第33話

 もうぅうううううううううぅううう


 もうぅうううううううううぅううう


 ゔもうぅうううううううううぅううう


 ゔっヴおっぉおおおおーーーーー!!


 牛の叫びが段々動物離れしてゆき、ついに怪物の叫びなった。

 筋肉が隆起し、眦があがり、指が生えている。

 この異常さは・・それはあの神戸で僕等を襲った赤い目に黄色の瞳孔を輝かせたイノシシと同じだった。

 ギラリとして危険さをはらんだ獣の眼差し。

 この異常に輝く瞳を見た時、あのイノシシたちに起きた異常は猪熊が起こした魔術によるものだと確信した。

 あのラーメン屋で斜め野郎が言ったんだ。

 猪熊が最高のモンスターを用意してるかもよ、と。

 それはもう十分すぎるほど分かった。

「ここから少しばかり行くと牛舎があるんですよ。

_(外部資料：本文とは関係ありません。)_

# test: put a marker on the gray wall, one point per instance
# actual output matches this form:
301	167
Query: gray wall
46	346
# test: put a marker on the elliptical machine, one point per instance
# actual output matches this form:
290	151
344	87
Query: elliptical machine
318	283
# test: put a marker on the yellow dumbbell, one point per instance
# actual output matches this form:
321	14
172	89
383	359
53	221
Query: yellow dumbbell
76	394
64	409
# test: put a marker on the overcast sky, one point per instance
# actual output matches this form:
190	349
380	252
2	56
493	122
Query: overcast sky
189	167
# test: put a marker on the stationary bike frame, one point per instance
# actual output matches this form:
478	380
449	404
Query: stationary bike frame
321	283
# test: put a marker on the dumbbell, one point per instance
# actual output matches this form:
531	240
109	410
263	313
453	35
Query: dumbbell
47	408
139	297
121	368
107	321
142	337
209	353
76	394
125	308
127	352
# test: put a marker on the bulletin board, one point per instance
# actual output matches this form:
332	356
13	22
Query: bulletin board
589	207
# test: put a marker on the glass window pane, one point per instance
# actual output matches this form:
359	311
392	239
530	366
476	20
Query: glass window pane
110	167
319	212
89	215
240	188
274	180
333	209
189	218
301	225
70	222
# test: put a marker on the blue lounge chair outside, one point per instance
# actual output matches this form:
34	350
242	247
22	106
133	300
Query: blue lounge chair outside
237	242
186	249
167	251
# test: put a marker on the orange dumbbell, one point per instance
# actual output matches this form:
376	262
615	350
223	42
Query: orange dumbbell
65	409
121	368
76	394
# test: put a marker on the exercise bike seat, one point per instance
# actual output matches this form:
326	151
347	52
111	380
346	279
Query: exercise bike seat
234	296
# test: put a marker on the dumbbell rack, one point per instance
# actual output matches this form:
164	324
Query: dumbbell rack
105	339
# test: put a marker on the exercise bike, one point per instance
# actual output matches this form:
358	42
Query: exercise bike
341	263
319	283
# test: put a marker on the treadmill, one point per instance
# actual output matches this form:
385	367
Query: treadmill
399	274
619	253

そこのところから乳牛一頭をお借りしましてね。いま『魔』を注入したところです。いやはや、もはやこれほどの完璧なモンスターが生まれるとは驚きでした」

 猪熊が感心したように頷いて、河童に頷く。

「始めますか?」

 河童の言葉に猪熊が頷く。

「秀吉、こだま君。それでは最終ラウンド、始めましょうか」

 猪熊が指をパチンと鳴らした。

 河童が数歩下がる。

 それに合わせてミノタウロスが大きく手を突き上げた。


 ――いや・・突き上げたと見えた瞬間、

 僕は真後ろに突き飛ばされ、雨の降る泥土の中を転がっていた。

 直ぐに肩に熱い痛みが走る。


「っ、痛ぇ・・・!!」

 

 言いながら肩を押さえ、先程まで僕が立っていた場所を見た。

 そこには角を突き出して叫ぶ、ミノタウロスが立っていた。


 なんて俊敏性なんだ!!


 全く見えちゃいなかったぞ!!


 ミノタウロスは太い腕を松本へ振り回す。それをぎりぎり身体を逸らして避ける松本。

 奴も雨の泥土の中を転がる。

 松本に武術の心得が無ければ、一瞬で僕のように吹き飛ばされていただろう。


 何という・・怪物なんだ

 ミノタウロスって


 僕は荒い息をつきながら片膝をつきながら怪物を見る。


「思ったより早くケリがつきそうですね」

 河童がけっけっけと嗤う。

「かもな」

 猪熊が満足そうに頷く。

「じわりじわり、行きますか?」

 河童の声に寸断なく答える。

「いや、直ぐだ。直ぐ決着させる。あの三上みたいにだらだらなんかしない。奴等に反撃の習慣を与えない」

「了解」

 河童が指を咥え、指笛を吹いた。


 ぴゅーぅうーー


 僕等の耳に指笛が聞こえる。

「おい、ハナちゃん。もうとどめを刺せ!!」

 それに大きく怪物が咆哮を上げた。


 怪物・・


 ハナちゃん、と言うんかい!!


 心で突っ込みながら身構えた。

 視線の先にはっきりとミノタウロスの巨大が見え、それが瞬時に消え、


 ――僕は腹部に突き刺さる痛みを感じた。